Outro detalhe omitido em sua exposição: quase um terço dos R$ 100 bilhões - R$ 32,8 bilhões - foi destinado a projetos do Programa de Aceleração do Crescimento (PAC) e a maior parte dessa fatia foi para a Petrobrás, não para empresas privadas em busca de crédito para investir. São dados do próprio BNDES.
Em seu destempero, o ministro omitiu ou distorceu outros fatos. Nenhum de seus antecessores foi responsável, sozinho, pela hiperinflação. Esse desastre resultou de erros acumulados em muitos anos, quando predominavam políticas voluntaristas muito parecidas com as defendidas pelo PT e parcialmente ressuscitadas nesta fase final do atual governo.
O fracasso do Plano Cruzado - iniciativa apoiada até com lágrimas por grandes figuras do petismo - deveu-se principalmente à tentativa de eliminar a inflação por meio de controles de preços e de truques, sem atenção à disciplina monetária e fiscal. Erros desse tipo levaram o País à insolvência, mais de uma vez. Mas a crise de 2002 foi uma reação do mercado à tradicional pregação do calote pelo PT, favorável ao famigerado plebiscito da dívida pública. O economista Guido Mantega, vinculado ao partido, defendia a "renegociação", quando gente escaldada considerava esse termo sinônimo de calote.

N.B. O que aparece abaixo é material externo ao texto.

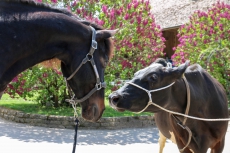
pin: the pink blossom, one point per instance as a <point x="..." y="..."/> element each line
<point x="112" y="13"/>
<point x="126" y="16"/>
<point x="129" y="6"/>
<point x="54" y="1"/>
<point x="139" y="18"/>
<point x="78" y="11"/>
<point x="45" y="75"/>
<point x="145" y="22"/>
<point x="136" y="4"/>
<point x="15" y="79"/>
<point x="104" y="8"/>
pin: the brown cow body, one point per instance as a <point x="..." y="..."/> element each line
<point x="208" y="100"/>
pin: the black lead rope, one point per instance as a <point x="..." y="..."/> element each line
<point x="75" y="135"/>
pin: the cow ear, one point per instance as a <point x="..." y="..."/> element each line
<point x="177" y="72"/>
<point x="103" y="34"/>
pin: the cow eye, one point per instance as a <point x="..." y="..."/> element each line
<point x="153" y="78"/>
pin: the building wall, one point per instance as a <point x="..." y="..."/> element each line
<point x="169" y="13"/>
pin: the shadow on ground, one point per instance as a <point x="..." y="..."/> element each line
<point x="26" y="133"/>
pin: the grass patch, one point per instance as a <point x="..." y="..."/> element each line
<point x="30" y="106"/>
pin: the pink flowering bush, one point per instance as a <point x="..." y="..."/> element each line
<point x="205" y="39"/>
<point x="46" y="85"/>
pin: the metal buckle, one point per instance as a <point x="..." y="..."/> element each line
<point x="94" y="44"/>
<point x="98" y="86"/>
<point x="181" y="125"/>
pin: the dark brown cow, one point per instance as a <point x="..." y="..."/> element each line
<point x="208" y="100"/>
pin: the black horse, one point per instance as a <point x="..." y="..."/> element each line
<point x="31" y="33"/>
<point x="159" y="86"/>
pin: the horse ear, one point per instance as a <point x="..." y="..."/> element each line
<point x="179" y="71"/>
<point x="103" y="34"/>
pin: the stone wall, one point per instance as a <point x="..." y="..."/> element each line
<point x="68" y="122"/>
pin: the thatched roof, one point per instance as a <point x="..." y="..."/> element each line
<point x="170" y="13"/>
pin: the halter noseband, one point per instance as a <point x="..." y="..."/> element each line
<point x="88" y="58"/>
<point x="150" y="102"/>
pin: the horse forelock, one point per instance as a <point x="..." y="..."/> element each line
<point x="108" y="42"/>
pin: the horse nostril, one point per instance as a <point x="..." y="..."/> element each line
<point x="114" y="99"/>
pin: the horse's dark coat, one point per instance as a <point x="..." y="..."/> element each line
<point x="31" y="33"/>
<point x="208" y="100"/>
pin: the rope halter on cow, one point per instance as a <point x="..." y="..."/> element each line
<point x="182" y="124"/>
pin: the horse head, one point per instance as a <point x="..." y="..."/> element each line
<point x="84" y="72"/>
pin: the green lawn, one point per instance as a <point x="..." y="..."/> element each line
<point x="34" y="108"/>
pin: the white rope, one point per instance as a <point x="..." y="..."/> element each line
<point x="169" y="111"/>
<point x="191" y="117"/>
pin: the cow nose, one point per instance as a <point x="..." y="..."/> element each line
<point x="114" y="98"/>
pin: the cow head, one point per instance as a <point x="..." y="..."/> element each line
<point x="155" y="76"/>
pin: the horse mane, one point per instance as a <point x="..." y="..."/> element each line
<point x="55" y="63"/>
<point x="43" y="5"/>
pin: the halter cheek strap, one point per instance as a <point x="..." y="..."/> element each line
<point x="88" y="58"/>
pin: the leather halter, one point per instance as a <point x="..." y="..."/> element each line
<point x="88" y="58"/>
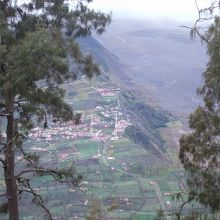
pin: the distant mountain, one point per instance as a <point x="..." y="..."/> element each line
<point x="108" y="60"/>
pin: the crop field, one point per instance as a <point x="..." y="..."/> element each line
<point x="116" y="171"/>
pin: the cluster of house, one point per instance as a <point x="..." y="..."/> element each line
<point x="92" y="128"/>
<point x="108" y="92"/>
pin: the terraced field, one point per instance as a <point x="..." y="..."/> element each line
<point x="117" y="172"/>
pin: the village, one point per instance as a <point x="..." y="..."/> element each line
<point x="92" y="124"/>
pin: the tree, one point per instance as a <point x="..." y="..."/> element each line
<point x="200" y="150"/>
<point x="38" y="52"/>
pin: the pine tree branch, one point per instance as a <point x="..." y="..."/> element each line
<point x="2" y="161"/>
<point x="37" y="197"/>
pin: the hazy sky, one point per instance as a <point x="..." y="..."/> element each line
<point x="182" y="10"/>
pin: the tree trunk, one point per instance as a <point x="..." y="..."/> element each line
<point x="10" y="179"/>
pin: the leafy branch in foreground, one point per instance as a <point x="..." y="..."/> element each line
<point x="200" y="149"/>
<point x="38" y="53"/>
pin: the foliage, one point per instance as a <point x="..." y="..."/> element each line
<point x="38" y="53"/>
<point x="200" y="150"/>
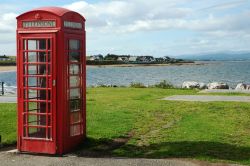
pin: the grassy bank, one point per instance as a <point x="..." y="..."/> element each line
<point x="132" y="122"/>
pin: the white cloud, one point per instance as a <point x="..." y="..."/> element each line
<point x="7" y="22"/>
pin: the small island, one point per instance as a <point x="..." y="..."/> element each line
<point x="132" y="60"/>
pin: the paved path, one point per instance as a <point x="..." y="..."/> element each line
<point x="208" y="98"/>
<point x="8" y="99"/>
<point x="13" y="159"/>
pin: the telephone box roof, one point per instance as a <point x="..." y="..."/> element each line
<point x="59" y="11"/>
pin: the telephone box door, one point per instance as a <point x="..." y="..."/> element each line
<point x="37" y="116"/>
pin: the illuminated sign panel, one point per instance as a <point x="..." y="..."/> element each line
<point x="38" y="24"/>
<point x="75" y="25"/>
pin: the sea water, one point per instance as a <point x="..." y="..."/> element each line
<point x="230" y="72"/>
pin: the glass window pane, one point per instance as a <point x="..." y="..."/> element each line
<point x="36" y="69"/>
<point x="75" y="93"/>
<point x="37" y="44"/>
<point x="75" y="117"/>
<point x="74" y="81"/>
<point x="74" y="56"/>
<point x="74" y="69"/>
<point x="37" y="107"/>
<point x="74" y="44"/>
<point x="75" y="130"/>
<point x="75" y="105"/>
<point x="32" y="45"/>
<point x="36" y="82"/>
<point x="39" y="120"/>
<point x="37" y="132"/>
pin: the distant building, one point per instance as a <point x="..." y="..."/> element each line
<point x="123" y="58"/>
<point x="4" y="58"/>
<point x="145" y="59"/>
<point x="132" y="58"/>
<point x="96" y="57"/>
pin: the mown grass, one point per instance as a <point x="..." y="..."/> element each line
<point x="213" y="131"/>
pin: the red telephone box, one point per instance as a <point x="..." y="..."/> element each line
<point x="51" y="76"/>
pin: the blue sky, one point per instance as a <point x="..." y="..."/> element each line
<point x="158" y="28"/>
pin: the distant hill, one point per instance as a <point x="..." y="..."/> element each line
<point x="220" y="56"/>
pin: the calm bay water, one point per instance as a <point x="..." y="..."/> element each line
<point x="228" y="72"/>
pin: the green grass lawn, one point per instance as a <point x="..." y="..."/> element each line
<point x="152" y="128"/>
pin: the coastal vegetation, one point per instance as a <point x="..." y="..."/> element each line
<point x="133" y="122"/>
<point x="113" y="59"/>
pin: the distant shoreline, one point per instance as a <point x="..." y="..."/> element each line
<point x="7" y="68"/>
<point x="14" y="68"/>
<point x="148" y="65"/>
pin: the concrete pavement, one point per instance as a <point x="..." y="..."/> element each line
<point x="17" y="159"/>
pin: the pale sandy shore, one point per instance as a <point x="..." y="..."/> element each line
<point x="7" y="68"/>
<point x="143" y="65"/>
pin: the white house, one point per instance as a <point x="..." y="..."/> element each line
<point x="132" y="58"/>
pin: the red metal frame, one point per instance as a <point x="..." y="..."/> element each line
<point x="30" y="142"/>
<point x="44" y="108"/>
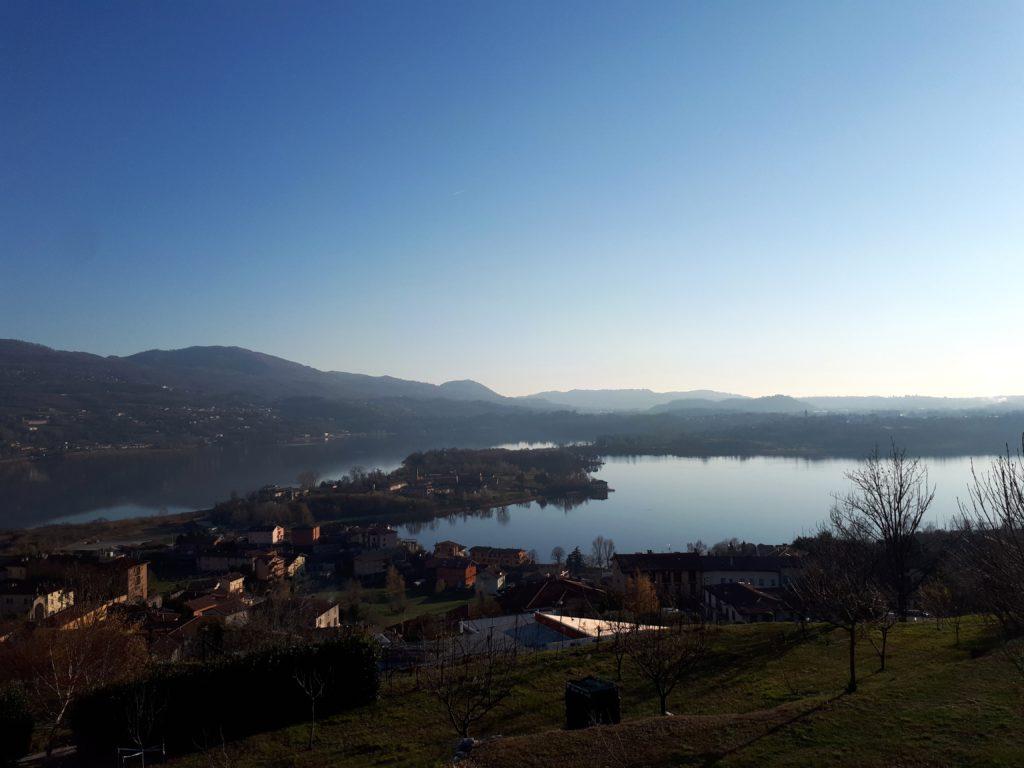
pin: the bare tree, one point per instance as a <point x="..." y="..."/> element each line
<point x="665" y="655"/>
<point x="313" y="685"/>
<point x="68" y="664"/>
<point x="882" y="624"/>
<point x="558" y="555"/>
<point x="619" y="647"/>
<point x="395" y="590"/>
<point x="948" y="596"/>
<point x="991" y="527"/>
<point x="470" y="678"/>
<point x="601" y="551"/>
<point x="839" y="586"/>
<point x="889" y="499"/>
<point x="143" y="709"/>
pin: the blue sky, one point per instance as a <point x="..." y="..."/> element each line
<point x="803" y="198"/>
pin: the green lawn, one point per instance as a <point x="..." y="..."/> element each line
<point x="767" y="696"/>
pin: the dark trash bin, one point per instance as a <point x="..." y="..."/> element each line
<point x="591" y="701"/>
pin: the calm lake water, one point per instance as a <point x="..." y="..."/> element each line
<point x="659" y="503"/>
<point x="662" y="503"/>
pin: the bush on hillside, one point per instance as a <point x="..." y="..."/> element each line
<point x="15" y="725"/>
<point x="189" y="707"/>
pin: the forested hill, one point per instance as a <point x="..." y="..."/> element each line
<point x="54" y="402"/>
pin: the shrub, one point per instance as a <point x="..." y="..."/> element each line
<point x="188" y="707"/>
<point x="15" y="725"/>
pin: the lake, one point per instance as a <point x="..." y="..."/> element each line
<point x="662" y="503"/>
<point x="658" y="503"/>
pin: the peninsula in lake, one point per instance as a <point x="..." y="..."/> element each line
<point x="56" y="402"/>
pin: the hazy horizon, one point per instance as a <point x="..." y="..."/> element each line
<point x="752" y="198"/>
<point x="498" y="388"/>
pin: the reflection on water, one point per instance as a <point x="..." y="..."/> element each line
<point x="660" y="503"/>
<point x="129" y="484"/>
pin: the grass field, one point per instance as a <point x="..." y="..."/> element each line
<point x="767" y="696"/>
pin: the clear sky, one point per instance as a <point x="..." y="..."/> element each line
<point x="810" y="198"/>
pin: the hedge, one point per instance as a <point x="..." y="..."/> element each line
<point x="188" y="707"/>
<point x="15" y="725"/>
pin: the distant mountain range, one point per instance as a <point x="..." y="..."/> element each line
<point x="55" y="401"/>
<point x="235" y="372"/>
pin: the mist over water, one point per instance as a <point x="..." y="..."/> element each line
<point x="660" y="503"/>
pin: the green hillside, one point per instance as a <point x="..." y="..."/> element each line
<point x="766" y="696"/>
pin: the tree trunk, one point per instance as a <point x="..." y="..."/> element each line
<point x="852" y="685"/>
<point x="312" y="724"/>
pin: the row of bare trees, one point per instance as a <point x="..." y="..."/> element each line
<point x="868" y="563"/>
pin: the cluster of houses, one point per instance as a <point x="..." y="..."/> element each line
<point x="213" y="580"/>
<point x="62" y="591"/>
<point x="727" y="588"/>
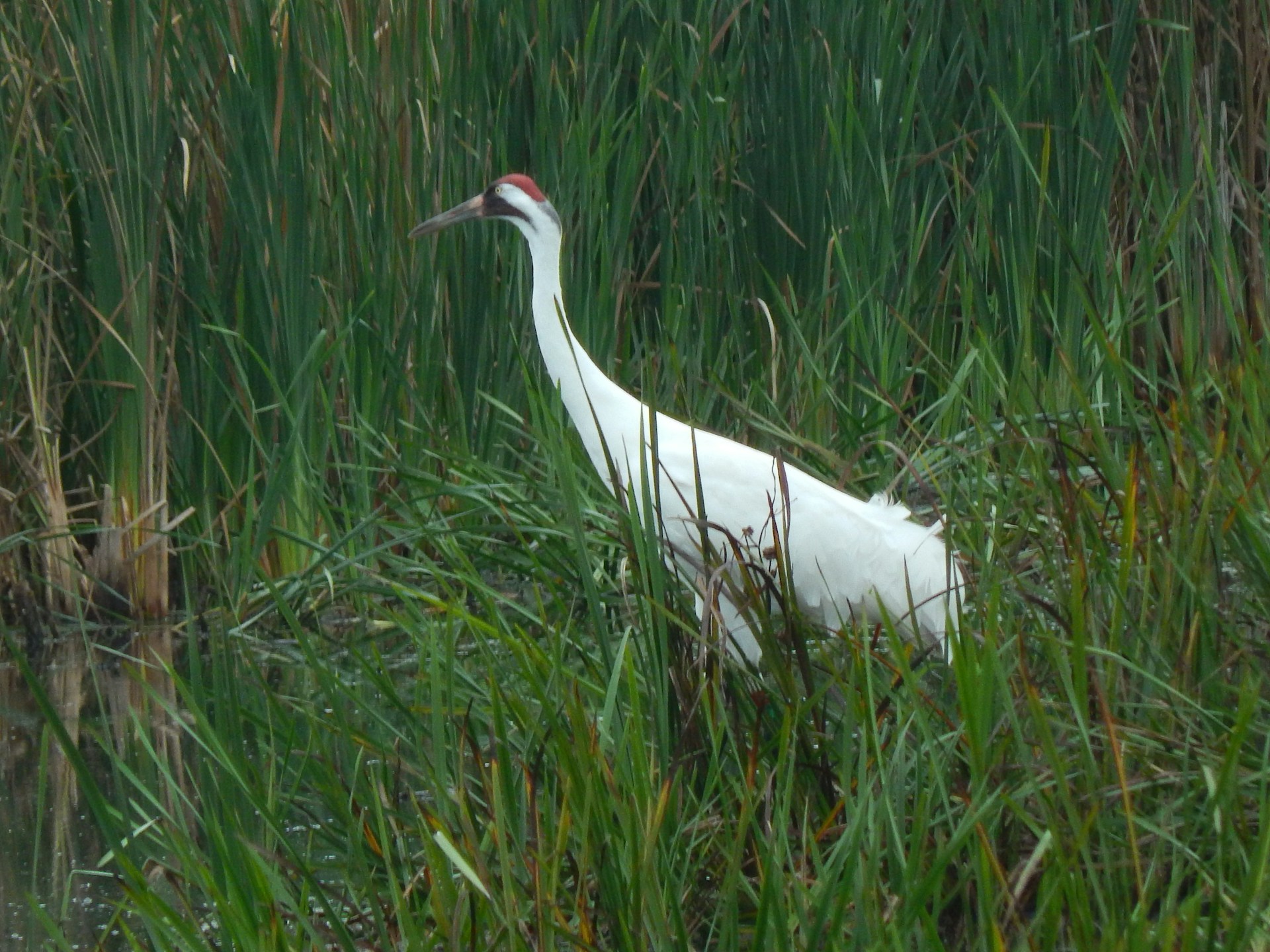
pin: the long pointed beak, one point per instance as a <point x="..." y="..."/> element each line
<point x="472" y="208"/>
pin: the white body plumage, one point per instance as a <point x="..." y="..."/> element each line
<point x="847" y="559"/>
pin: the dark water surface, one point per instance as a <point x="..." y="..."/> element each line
<point x="51" y="876"/>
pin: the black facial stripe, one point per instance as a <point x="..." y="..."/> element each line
<point x="498" y="207"/>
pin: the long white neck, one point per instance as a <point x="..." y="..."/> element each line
<point x="601" y="411"/>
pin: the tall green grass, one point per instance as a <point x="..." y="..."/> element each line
<point x="441" y="691"/>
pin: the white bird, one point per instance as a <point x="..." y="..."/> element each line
<point x="720" y="503"/>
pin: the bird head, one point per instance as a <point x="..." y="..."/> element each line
<point x="513" y="197"/>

Os acertos econômicos nos dois mandatos do presidente Lula foram possibilitados por instrumentos criados em governos anteriores. A política monetária foi reabilitada nos anos 90. A disciplina fiscal só se tornou possível depois da renegociação das dívidas de Estados e municípios. A indústria se tornou mais competitiva a partir da abertura do mercado. A agropecuária brasileira, nessa época, já havia completado 20 anos de modernização tecnológica. Entre os críticos da relação promíscua do Tesouro com o BNDES há pessoas com um respeitável currículo, conhecidas pela participação em ações como a extinção da conta movimento e a modernização das políticas monetária e cambial. O ministro Mantega fez coisas boas por haver usado instrumentos e princípios de política forjados por seus antecessores. Ele mesmo nada criou.
Agora propõe criar incentivos para a poupança de longo prazo e o investimento. Poderia ter feito algo melhor, se houvesse trabalhado com seriedade pela reforma tributária e pelo aumento da eficiência do governo - um mecanismo emperrado e incapaz de realizar metade dos investimentos previstos em seu orçamento.